How we made The Coffee Trail

By producer/director Andy Wells

The first stop on our coffee trail was Hanoi, the capital city in the north of Vietnam. Thanks to the French, the city has its own unique coffee culture and its thriving cafes are a legacy of its colonial past.

We planned to start our filming trip from there and travel the length of the country down to Ho Chi Minh City in the south. Our plan was to head south via Khe Sanh, one of the key battle sites during the Vietnam War and through the country’s main coffee growing region in the Central Highlands.

We were on a journey to find out how Vietnam went from growing hardly any coffee to becoming the UK’s main supplier. But before setting off we’d been warned by our fixers that our route would take us through some remote and challenging areas. They weren’t exaggerating.

Less than a week into our filming and both our presenter Simon Reeve and cameraman Jonathan Young were suffering from stomach bugs. We’d been stopped from filming by local officials, and then as we made our way towards the coastal city of Da Nang, we found we were driving into the eye of the worst tropical storm to hit Vietnam in a generation. What else could possibly go wrong?

After a few hours of driving and with the storm and darkness closing in we decided to hole up for the night en route.

The following morning we awoke to the sound of 100 miles per hour winds and flying debris smashing into buildings. There was widespread flooding all around and everywhere you looked palm trees were bending over double.

Following in the wake of Cyclone Nari we travelled further south, past collapsed power lines and streets strewn with uprooted trees. The city of Da Nang was now a disaster zone and the army was out in force to carry out the clear up operation. We later found out that sixteen people had been killed or were missing and fifty thousand homes had been destroyed or flooded.

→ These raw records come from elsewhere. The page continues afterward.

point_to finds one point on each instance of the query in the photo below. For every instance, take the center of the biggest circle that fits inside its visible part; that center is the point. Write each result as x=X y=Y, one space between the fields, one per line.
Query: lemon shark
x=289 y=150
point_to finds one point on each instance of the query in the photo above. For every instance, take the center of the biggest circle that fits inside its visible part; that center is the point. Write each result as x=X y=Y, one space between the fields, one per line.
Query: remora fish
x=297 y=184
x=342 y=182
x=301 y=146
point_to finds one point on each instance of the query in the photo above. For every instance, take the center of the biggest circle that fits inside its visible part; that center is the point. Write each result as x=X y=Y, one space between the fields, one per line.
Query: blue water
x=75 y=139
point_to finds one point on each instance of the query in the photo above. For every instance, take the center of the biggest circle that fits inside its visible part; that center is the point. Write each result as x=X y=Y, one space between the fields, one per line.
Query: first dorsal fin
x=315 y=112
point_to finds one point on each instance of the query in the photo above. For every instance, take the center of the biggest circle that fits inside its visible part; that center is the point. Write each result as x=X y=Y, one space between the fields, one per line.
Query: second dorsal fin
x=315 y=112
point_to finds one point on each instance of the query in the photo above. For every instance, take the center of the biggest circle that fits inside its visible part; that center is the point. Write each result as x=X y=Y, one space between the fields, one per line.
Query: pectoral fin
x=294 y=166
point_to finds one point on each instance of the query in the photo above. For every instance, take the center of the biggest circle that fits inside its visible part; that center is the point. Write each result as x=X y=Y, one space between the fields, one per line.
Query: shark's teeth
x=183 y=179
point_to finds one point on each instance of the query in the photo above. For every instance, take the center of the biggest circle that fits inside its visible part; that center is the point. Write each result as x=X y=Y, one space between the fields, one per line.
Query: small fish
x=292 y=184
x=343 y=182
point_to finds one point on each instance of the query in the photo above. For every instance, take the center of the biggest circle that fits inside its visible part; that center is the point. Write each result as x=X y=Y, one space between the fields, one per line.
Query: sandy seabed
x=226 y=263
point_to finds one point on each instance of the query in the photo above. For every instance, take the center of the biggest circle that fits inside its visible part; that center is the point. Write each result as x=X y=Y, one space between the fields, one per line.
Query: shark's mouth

By the time we finally made it to the city of Buon Ma Thout, the country’s coffee capital, we held our collective breath and wondered if we would be allowed to continue with our shoot.

Our most interesting day of filming was spent in the company of Dang Le Nguyen Vu. Or Chairman Vu as he’s known to his huge personal entourage. Vietnam’s unofficial Coffee King is the founder and owner of the country’s largest coffee company, Trung Nguyen.

While we were there, we had another visit by the police and our fixer was shepherded away for questioning. Fortunately, this time we were allowed to carry on but it reinforced the point that we were working in a police state.

Vietnam is run by an authoritarian, one party, Communist government. Political opposition is suppressed and there’s little freedom of speech, particularly where we were in the Central Highlands. The history of coffee production is a surprisingly sensitive issue here, and that’s because it involves land grabs, human rights abuses and the mass movement of millions of people.

We came to the end of our coffee trail in the vibrant and modern Ho Chi Minh City. Here the coffee culture is centred around familiar-looking coffee shop chains including Starbucks, and the south felt like a different country, which of course it was until 1975.

Since the end of the Vietnam War, the country has managed to rebuild its economy partly by becoming one of the world’s major coffee producers. At the moment that situation’s good for us because we get to enjoy cheap coffee but I’d learnt it has come at a price to many Vietnamese.